In December 2001, Kathleen Peterson's life ended, but the sensational did-he-or-didn't-he story that grew out of her absence was just getting started. When a French documentary crew decided to use Michael's indictment for Kathleen's murder as an opportunity to create a compelling portrait of the accused, a work that questioned the criminal justice system itself, the story was worthy of a Dateline treatment.

Filmmakers followed Michael Peterson for a long time in The Staircase, an eight-part documentary series that premiered in 2004. Peterson's retrial in 2011 and his Alford plea in 2017 re-ignited the cameras, as he pleaded guilty to voluntary manslaughter and was sentenced to time served.

This time, it's Antonio Campos and Maggie Cohn who are taking on the story five years after it was effectively ended in a draw. It aims to balance the scales of the narrative by dramatising the conflicting theories about how Kathleen died, not by taking a defined point of view on what exactly happened that night. It's not just that the play depicts Kathleen dying from a fall and a brutal beating; it also depicts the late-stage "owl theory"—that she didn't die from a fall or a beating but rather from bleeding out after an owl attack. Due to the Staircase's extensive compilation, the Peterson story is a big unwieldy universe filled with fictional possibilities that fall along a shifting spectrum of guilt and innocence, love and violence, tragicomic clicheism.

The drama begins by questioning the authority of its award-winning namesake, folding the docuseries' storytellers into the story, making them human where they had been objective lenses.. With this clever turn, the documentary's point of view is not only complicated but also shifted away from Michael (Colin Firth). The cast now includes familiar faces like Michael and Kathleen (Toni Collette), their children, and the legal team in addition to newcomers like director Jean-Xavier de Lestrade (Vincent Vermignon), producer Denis Poncet (Frank Feys), and editor Sophie Brunet (Juliette Binoche), who appears in the first few episodes as a mysterious white-clad lady.

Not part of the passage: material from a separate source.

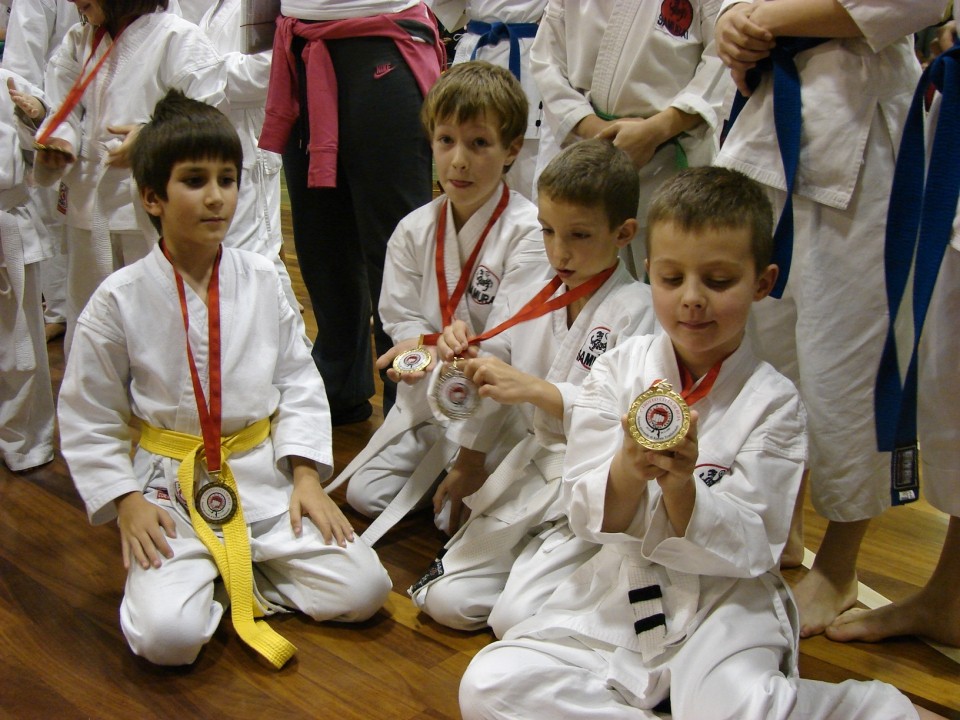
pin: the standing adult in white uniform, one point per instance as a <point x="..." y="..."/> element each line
<point x="643" y="74"/>
<point x="37" y="27"/>
<point x="256" y="226"/>
<point x="827" y="331"/>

In a tale that has been told so many times that there are no surprises left, Sophie is the one to keep an eye on. The real-world twist is a slap in the face. After a few episodes, we learn that Sophie is more than just Michael's girlfriend; she is also the docuseries editor, a role that Lestrade refers to as the "beating heart." De Lestrade vs. Poncet in the editing room over whether or not to include a scene that deepens Michael's character, or a medical examiner testifying that Kathleen's injuries make it certain she was strangled, is an example of how Sophie's relationship to Michael and the documentary series ask us to lower the ideal of truth to a simple competition between stories. As part of the docuseries' long-form examination, this back-and-forth is less interesting than the other idea that Sophie's character advances: love is just another creation process which necessitates meticulous editing in order to work. Love for Peterson is entwined with her work, and she fights to preserve her loving vision of him even at the cost of the overall story's more complex reality.